Il nostro obiettivo finale è comprendere da dove veniamo“, ha spiegato Batygin. “Definire le fasi iniziali della formazione planetaria è essenziale per risolvere questo enigma. Ciò ci avvicina alla comprensione di come ha preso forma non solo Giove, ma l’intero Sistema Solare“.

Un salto nel passato

A rendere possibile questo salto nel passato non è stato l’esame diretto del pianeta, ma l’osservazione dettagliata delle orbite di 2 sue lune minori: Amaltea e Tebe. Questi piccoli satelliti, vicinissimi al pianeta, seguono traiettorie leggermente inclinate che, secondo gli scienziati, sono rimaste pressoché invariate fin dai primordi del Sistema Solare.

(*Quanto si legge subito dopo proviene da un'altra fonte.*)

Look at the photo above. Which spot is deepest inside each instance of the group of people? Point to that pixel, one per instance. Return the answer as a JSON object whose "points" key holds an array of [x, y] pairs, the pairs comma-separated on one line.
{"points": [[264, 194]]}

Analizzando queste inclinazioni orbitali, il team ha potuto “decodificare” le condizioni primordiali del pianeta, risalendo alle sue dimensioni e al suo campo magnetico originario. Un approccio innovativo che ha evitato le assunzioni tradizionali sui tassi di accrescimento gassoso dei giovani pianeti, spesso soggette a grande incertezza.

Giove, architetto del Sistema Solare

Sebbene lo studio non analizzi direttamente l’influenza gravitazionale di un Giove così massiccio sull’ambiente circostante, sottolinea comunque il suo “ruolo fondamentale” nel plasmare l’architettura generale del Sistema Solare.

In quel periodo critico, spiega Batygin, la nube di gas e polveri residua dalla formazione del Sole stava svanendo. La fine della sua presenza ha segnato il termine del processo di formazione planetaria e ha fissato la configurazione finale del nostro sistema planetario.

Quello che abbiamo definito è un punto di riferimento prezioso“, ha concluso Batygin. “Un momento chiave da cui possiamo ricostruire con maggiore precisione l’evoluzione del Sistema Solare“.

La scoperta apre nuove strade nella comprensione dei meccanismi di formazione planetaria e del ruolo centrale dei giganti gassosi. Se Giove, all’alba della sua esistenza, era davvero così imponente, è possibile che abbia agito come uno scultore celeste, determinando le orbite, le dimensioni e forse perfino la sopravvivenza degli altri pianeti.